Enchaînements Exquis
Un blanc est-il nécessairement un espace à remplir ? C’est en tous cas un espace d’articulation pour Clément Fourment qui de la page au lieu d’exposition joue de ces blancs pour développer ses récits au rythme d’associations libres. Un dessin en appelle un autre et c’est sans doute le leporello, ce livre qui se déplie sans jamais préparer le lecteur à ce qu’il va voir ensuite qui permet le mieux d’appréhender la façon de travailler de l’artiste.

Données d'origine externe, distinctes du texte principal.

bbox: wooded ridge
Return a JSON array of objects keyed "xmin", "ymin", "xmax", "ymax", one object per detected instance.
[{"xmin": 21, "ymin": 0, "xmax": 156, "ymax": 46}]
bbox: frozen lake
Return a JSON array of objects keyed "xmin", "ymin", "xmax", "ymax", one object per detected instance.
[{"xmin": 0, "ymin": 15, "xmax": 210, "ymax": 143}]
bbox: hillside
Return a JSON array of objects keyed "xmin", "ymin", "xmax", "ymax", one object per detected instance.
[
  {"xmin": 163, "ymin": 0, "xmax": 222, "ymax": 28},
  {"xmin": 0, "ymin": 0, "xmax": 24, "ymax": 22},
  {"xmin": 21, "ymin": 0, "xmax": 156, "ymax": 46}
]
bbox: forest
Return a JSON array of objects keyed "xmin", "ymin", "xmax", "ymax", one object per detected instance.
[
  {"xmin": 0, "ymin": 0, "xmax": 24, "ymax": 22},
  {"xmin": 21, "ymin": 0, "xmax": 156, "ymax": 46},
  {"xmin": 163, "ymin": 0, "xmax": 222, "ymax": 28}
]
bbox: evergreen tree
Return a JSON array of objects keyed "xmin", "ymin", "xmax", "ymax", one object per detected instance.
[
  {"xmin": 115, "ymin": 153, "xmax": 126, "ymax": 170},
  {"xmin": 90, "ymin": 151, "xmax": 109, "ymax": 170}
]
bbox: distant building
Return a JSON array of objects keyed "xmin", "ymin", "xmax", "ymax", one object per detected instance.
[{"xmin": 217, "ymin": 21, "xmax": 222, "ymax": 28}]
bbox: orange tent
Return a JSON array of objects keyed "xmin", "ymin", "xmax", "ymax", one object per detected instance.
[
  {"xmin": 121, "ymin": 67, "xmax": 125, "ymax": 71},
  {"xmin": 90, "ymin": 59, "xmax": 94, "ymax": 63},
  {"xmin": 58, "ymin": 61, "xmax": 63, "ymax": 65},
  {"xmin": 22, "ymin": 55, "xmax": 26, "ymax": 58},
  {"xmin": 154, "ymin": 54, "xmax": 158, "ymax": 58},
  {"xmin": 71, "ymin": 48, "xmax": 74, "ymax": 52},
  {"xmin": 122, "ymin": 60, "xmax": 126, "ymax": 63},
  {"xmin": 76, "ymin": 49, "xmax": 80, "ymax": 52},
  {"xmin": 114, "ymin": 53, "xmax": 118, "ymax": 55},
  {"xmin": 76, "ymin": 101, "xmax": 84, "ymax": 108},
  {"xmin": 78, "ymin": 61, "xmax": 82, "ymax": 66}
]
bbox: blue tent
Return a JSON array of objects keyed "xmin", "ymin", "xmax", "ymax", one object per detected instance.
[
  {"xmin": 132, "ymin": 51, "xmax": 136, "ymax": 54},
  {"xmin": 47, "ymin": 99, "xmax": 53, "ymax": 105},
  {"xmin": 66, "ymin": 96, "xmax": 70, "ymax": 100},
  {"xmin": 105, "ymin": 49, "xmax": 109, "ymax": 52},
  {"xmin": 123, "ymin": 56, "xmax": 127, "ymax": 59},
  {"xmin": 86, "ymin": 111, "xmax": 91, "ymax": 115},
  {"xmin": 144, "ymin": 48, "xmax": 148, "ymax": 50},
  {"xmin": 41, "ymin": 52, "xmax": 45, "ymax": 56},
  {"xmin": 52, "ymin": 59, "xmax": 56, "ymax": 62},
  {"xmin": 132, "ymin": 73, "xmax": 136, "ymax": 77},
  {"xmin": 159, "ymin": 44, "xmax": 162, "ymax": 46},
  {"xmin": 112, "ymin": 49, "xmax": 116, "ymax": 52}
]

Sur la forme, nous ne sommes pas très loin du cadavre exquis, ce jeu surréaliste où les dessins se succèdent à l’aveugle au fur et à mesure de pliages pour finalement provoquer la surprise. Dans son processus, l’artiste ménage cette spontanéité, cette part d’étonnement au moment de découvrir l’image d’ensemble. Dans les détails, parfois très précis, l’impression de déjà-vu n’est jamais loin alors que l’artiste travaille avec des sources iconographiques variées et à la portée de tous. Il est bien sûr question d’inconscient mais aussi de récits collectifs puisqu’il s’agit de rendre leur spontanéité à des éléments d’une culture commune et de les réinventer en faisant confiance au regardeur. L’attachement aux textures fait appel à une lecture sensible qui nous permet de nous raconter autrement les images, comme la possibilité de développer d’autres narrations, de ménager plus de liberté.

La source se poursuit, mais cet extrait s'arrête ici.